We calculate the running time using a Heap
Creating Q initially is O(n lg n)
Each iteration of the while loop takes O(lg n) to removeMin, u, and O(degree(u) lg n) to update D and Q.
So the while takes ∑(1 + degree(u)) lg n for all vertices in G
Which equals O((n+m) lg n)
Now suppose we use an unsorted sequence for the priority queue, Q. Now removeMin take O(n) but we can update the keys quickly by simply changing the key value after using the locater to find the position in the sequence.
We calculate the running time using an Unsorted Sequence:
Creating Q is O(n)
Each while loop iteration takes O(n) for removeMin and O(degree(u)) to update D and Q
So all the while takes ∑( n + degree(u)) for all vertices in G
which equals O(n2+m)
In summary:
using Heap: O((n+m) lg n)
using Unsorted Sequence: O(n2+m)
Which to use? Depends if there are lots of edges or vertices. If m > n2/lg n then use the unsorted sequence.

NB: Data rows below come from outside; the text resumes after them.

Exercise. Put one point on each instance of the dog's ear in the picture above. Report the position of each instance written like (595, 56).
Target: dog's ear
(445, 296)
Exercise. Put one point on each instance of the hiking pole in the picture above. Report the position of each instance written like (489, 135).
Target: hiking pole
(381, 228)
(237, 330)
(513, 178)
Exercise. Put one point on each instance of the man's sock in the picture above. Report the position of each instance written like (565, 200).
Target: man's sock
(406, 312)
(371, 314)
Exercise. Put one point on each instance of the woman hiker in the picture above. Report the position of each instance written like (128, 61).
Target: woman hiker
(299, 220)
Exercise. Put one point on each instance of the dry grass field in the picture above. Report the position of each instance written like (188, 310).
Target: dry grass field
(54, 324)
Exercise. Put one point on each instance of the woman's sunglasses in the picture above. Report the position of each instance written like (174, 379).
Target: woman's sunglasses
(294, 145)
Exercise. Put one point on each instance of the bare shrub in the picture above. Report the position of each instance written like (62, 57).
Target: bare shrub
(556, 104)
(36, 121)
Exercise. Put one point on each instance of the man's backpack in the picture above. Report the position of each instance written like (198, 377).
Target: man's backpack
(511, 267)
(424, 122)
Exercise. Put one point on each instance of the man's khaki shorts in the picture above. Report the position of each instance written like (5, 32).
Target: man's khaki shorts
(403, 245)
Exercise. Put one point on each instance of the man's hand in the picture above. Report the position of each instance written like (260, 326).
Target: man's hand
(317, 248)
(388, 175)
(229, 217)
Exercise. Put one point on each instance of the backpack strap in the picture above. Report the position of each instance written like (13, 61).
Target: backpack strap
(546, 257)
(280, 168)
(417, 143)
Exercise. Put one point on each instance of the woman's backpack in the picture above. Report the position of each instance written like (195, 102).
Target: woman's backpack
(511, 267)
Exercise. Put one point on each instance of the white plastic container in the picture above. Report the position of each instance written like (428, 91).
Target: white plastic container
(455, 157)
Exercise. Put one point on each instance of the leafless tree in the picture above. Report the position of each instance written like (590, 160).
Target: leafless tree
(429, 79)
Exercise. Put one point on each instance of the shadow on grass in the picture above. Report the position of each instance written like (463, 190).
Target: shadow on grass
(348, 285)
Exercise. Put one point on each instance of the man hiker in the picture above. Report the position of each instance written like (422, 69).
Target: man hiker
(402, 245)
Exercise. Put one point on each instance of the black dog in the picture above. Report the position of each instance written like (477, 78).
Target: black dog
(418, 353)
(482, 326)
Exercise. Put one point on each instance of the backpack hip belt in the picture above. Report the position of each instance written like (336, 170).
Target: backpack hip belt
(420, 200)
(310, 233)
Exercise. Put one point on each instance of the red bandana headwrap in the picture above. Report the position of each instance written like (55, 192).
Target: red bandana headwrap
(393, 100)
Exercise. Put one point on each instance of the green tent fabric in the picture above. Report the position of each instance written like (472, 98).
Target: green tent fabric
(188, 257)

How to determine the shortest path? There are two techniques:
· We can keep additional map, from, which indicates from what vertex we got to the current vertex. The map, from, is updated when the current vertex’s distance is relaxed by vertex just removed from the priority queue.
· After finishing the algorithm, we could back calculate how we must have got to the current vertex.
In both cases the path is determined in reverse direction, from the destination vertex to the start vertex.